Saudi Dental Journal
2007;19(SI)-Abstr.048
049.
The use of dental
implants in maxillary anterior single-tooth replacement - Clinical challenges
Dr. HASSAN M. ABED
Consultant,
Maxillofacial Prosthodontics, Rabwah Areej Private Dental Clinic, Al-Khobar, Saudi
Arabia
The
highly specific maxillary anterior soft and hard tissue criteria in addition to
all other aesthetic, phonetic, functional, and occlusal requirements make the
replacement of a single tooth in the premaxilla as one of the most challenging
clinical experiences for the restorative dentist. Maxillary anterior tooth loss
usually affects ideal bone volume and position for proper implant placement.

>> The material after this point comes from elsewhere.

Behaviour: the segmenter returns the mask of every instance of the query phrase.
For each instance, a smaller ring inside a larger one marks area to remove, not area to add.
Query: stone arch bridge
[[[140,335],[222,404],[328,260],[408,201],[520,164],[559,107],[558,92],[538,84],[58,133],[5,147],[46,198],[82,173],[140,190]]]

The discrepancy between implant diameter and that of natural teeth, results in
challenging aesthetics at the cervical area of the restoration. The use of
unique surgical and prosthetic concepts and techniques is of paramount importance
if proper and ideal treatment outcomes are anticipated. The anterior
single-tooth implant is still the modality of choice to replace a missing
anterior maxillary tooth, in spite of all the technical difficulties that may
face the dental implantologist. This presentation aims at giving a list of
those challenges and their remedies through clinical case examples.
Saudi Dental Journal
2007;19(SI)-Abstr.049
050.
Enamel matrix protein, possibility and limitation of periodontal regeneration
Dr. MOHAMMED A.
BATWA
Specialist
in Periodontics, Department of Periodontology, King
Abdulaziz Hospital,
Makkah, Saudi Arabia
The presentation will cover the following topics: introduction
to the biological concept of EMD indication, composition, kinetics, source formulation,
characteristic studies, growth and amelogenin-like factors in periodontal wound
healing, systematic review evaluates the evidence of utilization of EMD and
growth factor, conclusion of periodontal regeneration, objective possibilities
and limitations, access flap vs. combination (CAL gain), GTR vs. flap, EMD vs.
Flap, GTR/bone replacement vs. flap efficacy: does it work?